Je n'avais vu personne depuis plusieurs semaines. Ceux auxquels j'avais téléphoné n'étaient pas rentrés de vacances: Ich habe in den Tagen mit niemanden ein Wort gewechselt und auch Telephonnummern vergeblich ausprobiert. Die Personen, mit denen ich unter Umständen hätte reden können, waren alle auswärts und auch durch das längste Läutenlassen nicht herbeizubringen. - Fast schon eine Übersetzung, soviel Übereinstimmung läßt hoffen, und dabei bleibt es nicht. Wie Modianos Helden hat Selysses alle Stricke zum bisherigen Leben gekappt, der Umgang mit den Büchern ist ähnlich nonchalant, mal blättert er in Grillparzers Reiseerinnerungen, die er irgendwo aufgegriffen hat, mal im Beredten Italiener, von dem man nicht weiß, wie er in seine Tasche geraten ist, offenbar ist er auch selbst literarisch tätig. Das junge Mädchen mit der bunten Jacke im Zug nach Mailand erfüllt alle Voraussetzungen für die weibliche Hauptrolle, daß er sie am Bahnhof ziehen läßt, entspricht der Regel, nun aber müßte er alles daransetzen, sie in der großen Stadt wiederzufinden. Das unterbleibt. Ohnehin sieht man einen vierzigjähriger Schauspieler in der Rolle eines Zwanzigjährigen, eine Besetzungsmodalität, die in Hollywood durchaus vorkommt, man denke an den jungen Rechtsanwalt James Steward in Liberty Valence, der den größten Teil des Films bestreiten muß, bevor er dann endlich wieder, wie bereits in der Eingangsszene, der schon erheblich in die Jahre gekommene Senator Ransom Stoddard sein darf. Einen guten Eindruck hinterläßt das nicht immer.

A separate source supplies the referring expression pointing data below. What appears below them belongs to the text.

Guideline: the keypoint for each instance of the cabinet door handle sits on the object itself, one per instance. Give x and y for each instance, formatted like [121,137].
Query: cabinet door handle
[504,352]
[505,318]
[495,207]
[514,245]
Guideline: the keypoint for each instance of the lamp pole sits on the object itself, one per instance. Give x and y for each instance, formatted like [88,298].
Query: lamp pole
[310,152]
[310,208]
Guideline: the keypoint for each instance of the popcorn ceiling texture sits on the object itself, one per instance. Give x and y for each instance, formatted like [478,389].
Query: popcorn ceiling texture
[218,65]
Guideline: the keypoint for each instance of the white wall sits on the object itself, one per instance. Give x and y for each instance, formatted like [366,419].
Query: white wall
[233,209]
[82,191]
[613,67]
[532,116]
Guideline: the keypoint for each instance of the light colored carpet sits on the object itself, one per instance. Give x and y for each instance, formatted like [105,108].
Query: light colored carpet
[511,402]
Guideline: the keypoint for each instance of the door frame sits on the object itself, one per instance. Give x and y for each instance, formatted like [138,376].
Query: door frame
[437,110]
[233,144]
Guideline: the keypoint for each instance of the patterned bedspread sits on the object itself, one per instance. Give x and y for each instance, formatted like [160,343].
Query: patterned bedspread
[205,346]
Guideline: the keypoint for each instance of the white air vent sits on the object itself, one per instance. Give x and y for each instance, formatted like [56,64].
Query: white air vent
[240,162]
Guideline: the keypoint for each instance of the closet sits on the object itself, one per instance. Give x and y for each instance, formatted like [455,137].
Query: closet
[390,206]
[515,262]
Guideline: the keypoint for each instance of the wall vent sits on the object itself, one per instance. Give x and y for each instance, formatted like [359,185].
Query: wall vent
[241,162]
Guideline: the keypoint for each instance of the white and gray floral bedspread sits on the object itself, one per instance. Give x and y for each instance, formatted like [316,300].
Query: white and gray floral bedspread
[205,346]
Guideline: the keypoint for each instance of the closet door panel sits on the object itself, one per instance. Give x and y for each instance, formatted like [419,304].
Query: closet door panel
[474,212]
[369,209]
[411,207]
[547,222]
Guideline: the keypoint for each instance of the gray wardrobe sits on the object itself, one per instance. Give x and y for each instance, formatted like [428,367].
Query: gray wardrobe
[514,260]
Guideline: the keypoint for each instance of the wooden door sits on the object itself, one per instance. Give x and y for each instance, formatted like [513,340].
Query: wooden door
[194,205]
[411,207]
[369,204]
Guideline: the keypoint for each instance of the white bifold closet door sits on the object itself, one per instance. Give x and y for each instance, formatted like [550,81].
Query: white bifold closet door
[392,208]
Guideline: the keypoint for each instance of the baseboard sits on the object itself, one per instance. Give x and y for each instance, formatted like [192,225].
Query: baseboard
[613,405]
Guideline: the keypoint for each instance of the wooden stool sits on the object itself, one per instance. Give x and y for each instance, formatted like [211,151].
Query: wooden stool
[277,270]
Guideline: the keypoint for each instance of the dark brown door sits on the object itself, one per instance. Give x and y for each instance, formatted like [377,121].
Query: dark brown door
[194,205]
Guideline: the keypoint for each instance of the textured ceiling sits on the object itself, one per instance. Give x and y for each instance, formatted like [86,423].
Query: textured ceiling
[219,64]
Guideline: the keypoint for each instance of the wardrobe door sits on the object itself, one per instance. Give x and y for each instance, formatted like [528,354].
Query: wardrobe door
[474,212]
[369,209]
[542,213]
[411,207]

Vielleicht eignet sich der noch junge Austerlitz, in mancher Beziehung Selysses Doppelgänger, besser. Das nächtliche London durchstreift er allein, in Paris aber lernt er Marie kennen im Rahmen einer Szene, die nahezu ungeschnitten übernommen werden kann. An diesem Tag ist es gewesen, daß Marie, die wie er in der Dokumentensammlung arbeitete, ihm einen Kassiber zuschob, mit dem sie ihn einlud auf einen Kaffee. In dem Zustand, in dem er sich befand, gab er sich keine Rechenschaft über die Ungewöhnlichkeit ihrer Handlungsweise, deutete vielmehr nur mit wortlosem Kopfnicken sein Einverständnis an und ging mit ihr durch das Stiegenhaus und über den inneren Hof auf die Bibliothek hinaus, durch einige der an diesem frischen Morgen von einer angenehmen Luft durchwehten Gassen bis hinüber zum Palais Royal, wo die beiden dann lange unter den Arkaden gesessen sind. Es folgen gemeinsame Spaziergänge durch Paris, ein Ausflug nach Marienbad, alles wie vorgesehen. Wie es die Regeln erfordern, verliert er Marie und begibt sich, weiterhin regelkonform, viele Jahre später auf die Suche nach ihr.

Zusammenfassend läßt sich sagen: Die Teilnahme am Castingverfahren wäre nicht aussichtslos, die Idealbesetzung für ein neues Buch des Nobelpreisträgers aber ist Selysses nicht.